傍晚時分,流賊右營兵馬終於全部渡過了濾沱河,不過此時天色已晚,袁宗第直接下令大軍背靠河水安營紮寨。
流賊右營的十幾萬大軍從獲鹿縣一路北上,雖然大軍行進的速度很慢,但是卻隨軍轉運了大量的物資,一路走下來,各部士兵也很是疲憊,此時接到安營紮寨的命令之後,便開始亂哄哄的忙碌起來,還有不少士兵自顧自的將已經被河水浸溼的鞋襪、衣服脫下來,找地方開始晾起來。
此時袁宗第將自己的中軍大帳設立在距離濾沱河兩裡的地方,營中的紅色大纛就在中軍大帳旁邊樹立起來,各部兵馬開始圍繞中軍大帳安營紮寨。
右果毅將軍劉體純率領四萬甲兵和三萬死兵在兩翼駐紮,副威武將軍黨守素統領一萬火銃手和六萬死兵在北面駐紮,剩下的三萬驍騎則在中軍大帳附近駐紮。
各部兵馬劃定了駐紮區域後,劉體純便來到中軍大帳內,向袁宗第稟報道:“制將軍,各部將士都已經部署到位,但是營中修築的防禦工事卻進展很慢,請制將軍下令,調集三千死兵參與修築工事,趕在天色完全黑下來之前,完成營壘的修築。”
袁宗第擺手說道:“不用那麼麻煩,明日一早,大軍就要繼續北上,營中這麼多的車輛要移動,到時候在營壘外圍挖掘大量的壕溝、設定大量的拒馬和矮牆,太麻煩了,還要再開闢出道路才行。”
此時洪承疇也效法劉衍部,對流賊各部下發了各種操典制度,雖然沒有劉衍部軍中實行的詳細、有章法,但是也比之前流賊軍中那種流寇作風強太多了。
在野外紮營就是其中之一,按照洪承疇定下的規矩,流賊各營在野外紮營,都要挖掘環繞營壘的壕溝,數量至少兩道,內中安插尖刺木樁,外圍還要修築矮牆、設定拒馬、撒下鐵蒺藜等。
如此一番佈置,便可以抵擋絕大多數情況下的突襲,但是此時袁宗第卻不願意這麼麻煩。
劉體純微微皺眉,說道:“制將軍,這可是軍律要求的,咱們不能臨時變更!再者說,萬一有敵軍突襲,營壘周圍沒有防範就太危險了!”

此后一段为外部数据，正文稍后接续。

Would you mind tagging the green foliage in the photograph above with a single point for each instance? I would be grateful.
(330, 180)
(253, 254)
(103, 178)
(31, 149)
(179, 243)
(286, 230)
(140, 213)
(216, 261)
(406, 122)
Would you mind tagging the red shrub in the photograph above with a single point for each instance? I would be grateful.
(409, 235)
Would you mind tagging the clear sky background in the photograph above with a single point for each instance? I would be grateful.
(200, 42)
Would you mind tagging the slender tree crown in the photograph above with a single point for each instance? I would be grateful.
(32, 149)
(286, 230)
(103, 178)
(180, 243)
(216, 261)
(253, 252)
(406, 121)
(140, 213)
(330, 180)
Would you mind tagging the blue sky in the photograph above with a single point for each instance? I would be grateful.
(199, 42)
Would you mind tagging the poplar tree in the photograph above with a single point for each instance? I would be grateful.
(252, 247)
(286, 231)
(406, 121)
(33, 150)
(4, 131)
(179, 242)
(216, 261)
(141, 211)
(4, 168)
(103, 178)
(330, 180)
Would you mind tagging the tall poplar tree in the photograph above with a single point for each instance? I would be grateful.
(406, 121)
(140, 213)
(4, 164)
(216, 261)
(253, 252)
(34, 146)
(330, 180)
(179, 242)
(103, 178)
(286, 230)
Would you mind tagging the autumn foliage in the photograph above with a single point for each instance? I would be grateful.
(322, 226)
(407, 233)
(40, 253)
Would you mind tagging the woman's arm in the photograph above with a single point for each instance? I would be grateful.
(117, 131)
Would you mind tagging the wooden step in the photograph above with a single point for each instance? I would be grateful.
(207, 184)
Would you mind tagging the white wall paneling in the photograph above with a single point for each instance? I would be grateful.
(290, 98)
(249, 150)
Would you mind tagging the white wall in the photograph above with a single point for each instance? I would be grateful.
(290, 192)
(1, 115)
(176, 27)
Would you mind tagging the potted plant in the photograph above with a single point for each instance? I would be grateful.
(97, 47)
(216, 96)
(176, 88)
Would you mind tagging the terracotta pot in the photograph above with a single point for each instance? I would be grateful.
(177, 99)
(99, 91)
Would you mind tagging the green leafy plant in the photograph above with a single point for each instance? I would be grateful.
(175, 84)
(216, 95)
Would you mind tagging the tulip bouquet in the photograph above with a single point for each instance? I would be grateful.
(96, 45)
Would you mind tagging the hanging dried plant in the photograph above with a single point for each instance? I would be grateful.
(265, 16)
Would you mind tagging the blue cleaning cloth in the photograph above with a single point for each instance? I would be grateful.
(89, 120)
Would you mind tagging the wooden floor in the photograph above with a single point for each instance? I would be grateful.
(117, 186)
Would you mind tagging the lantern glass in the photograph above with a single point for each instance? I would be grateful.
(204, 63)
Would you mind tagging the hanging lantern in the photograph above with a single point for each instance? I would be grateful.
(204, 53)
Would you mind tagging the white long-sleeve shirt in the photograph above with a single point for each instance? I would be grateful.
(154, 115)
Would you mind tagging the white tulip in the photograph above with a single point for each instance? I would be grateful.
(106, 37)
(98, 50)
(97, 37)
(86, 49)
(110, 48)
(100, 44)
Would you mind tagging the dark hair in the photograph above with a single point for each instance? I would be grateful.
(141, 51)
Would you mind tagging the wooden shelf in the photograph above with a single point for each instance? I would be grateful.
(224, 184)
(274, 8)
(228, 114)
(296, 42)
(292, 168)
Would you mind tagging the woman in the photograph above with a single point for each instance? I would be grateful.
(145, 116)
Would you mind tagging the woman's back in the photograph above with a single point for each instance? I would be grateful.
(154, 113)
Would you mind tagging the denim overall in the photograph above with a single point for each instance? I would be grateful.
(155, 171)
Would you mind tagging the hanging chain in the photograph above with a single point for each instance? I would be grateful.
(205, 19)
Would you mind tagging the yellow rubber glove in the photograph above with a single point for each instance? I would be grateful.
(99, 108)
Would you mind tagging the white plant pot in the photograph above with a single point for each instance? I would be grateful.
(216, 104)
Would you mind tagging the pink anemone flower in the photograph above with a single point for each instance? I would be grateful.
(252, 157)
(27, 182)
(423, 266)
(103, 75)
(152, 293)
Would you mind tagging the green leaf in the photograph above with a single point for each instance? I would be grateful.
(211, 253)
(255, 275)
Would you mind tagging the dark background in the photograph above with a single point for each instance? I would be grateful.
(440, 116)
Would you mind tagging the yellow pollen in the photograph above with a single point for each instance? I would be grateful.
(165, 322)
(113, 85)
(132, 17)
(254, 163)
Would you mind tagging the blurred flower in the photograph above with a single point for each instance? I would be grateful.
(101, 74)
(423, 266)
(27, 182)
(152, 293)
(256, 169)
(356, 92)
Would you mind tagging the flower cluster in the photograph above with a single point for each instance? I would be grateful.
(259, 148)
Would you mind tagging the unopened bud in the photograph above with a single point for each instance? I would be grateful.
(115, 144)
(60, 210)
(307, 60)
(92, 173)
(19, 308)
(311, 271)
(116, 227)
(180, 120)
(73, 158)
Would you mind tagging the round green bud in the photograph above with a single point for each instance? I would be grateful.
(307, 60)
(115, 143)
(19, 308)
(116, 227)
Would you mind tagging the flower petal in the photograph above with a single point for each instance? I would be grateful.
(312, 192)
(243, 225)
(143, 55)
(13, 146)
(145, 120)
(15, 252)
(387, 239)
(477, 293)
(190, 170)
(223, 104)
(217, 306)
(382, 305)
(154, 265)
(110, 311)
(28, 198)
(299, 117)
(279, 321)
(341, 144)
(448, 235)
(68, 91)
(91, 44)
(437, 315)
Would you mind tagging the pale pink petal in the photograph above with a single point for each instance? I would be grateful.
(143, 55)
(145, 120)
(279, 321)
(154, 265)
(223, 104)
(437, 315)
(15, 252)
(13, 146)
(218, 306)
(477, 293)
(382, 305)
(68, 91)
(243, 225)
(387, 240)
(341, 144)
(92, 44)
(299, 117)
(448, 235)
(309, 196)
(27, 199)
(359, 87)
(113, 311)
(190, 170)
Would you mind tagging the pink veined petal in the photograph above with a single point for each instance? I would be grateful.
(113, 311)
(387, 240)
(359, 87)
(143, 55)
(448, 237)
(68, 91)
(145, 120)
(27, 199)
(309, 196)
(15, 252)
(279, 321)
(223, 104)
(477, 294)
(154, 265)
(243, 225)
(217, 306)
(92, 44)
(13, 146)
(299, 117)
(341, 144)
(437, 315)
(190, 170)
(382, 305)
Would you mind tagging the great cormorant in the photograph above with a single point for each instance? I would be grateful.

袁宗第笑著說道:“敵軍?哪裡來的敵軍?現在咱們的北面有各營數十萬大軍在快速移動,雖然現在還不知道劉衍部的確切蹤跡,但是有各營在北面擋著,劉衍還能飛到咱們這邊嗎?”
劉體純反駁道:“那之前劉衍是怎麼從井陘關撤走的?不也是從各營之間穿插出去的嗎!”
袁宗第見劉體純態度堅決,頓了頓,便說道:“我明白你是好意,只是按照軍律的要求部署營壘,既耽誤時間,也太耗費各部將士的體力了。我看不如這樣,只在營壘的正北面挖掘一段壕溝就好,部署些拒馬,有時間的話就修築一段矮牆。至於營壘兩翼的話,我看就算了。”
劉體純聞言頓足氣惱
,直接轉身就走。隨後劉體純在營內遇到了黨守素,黨守素問道:“我見營中沒有多少兵馬修築外圍防線,制將軍這是在幹什麼?”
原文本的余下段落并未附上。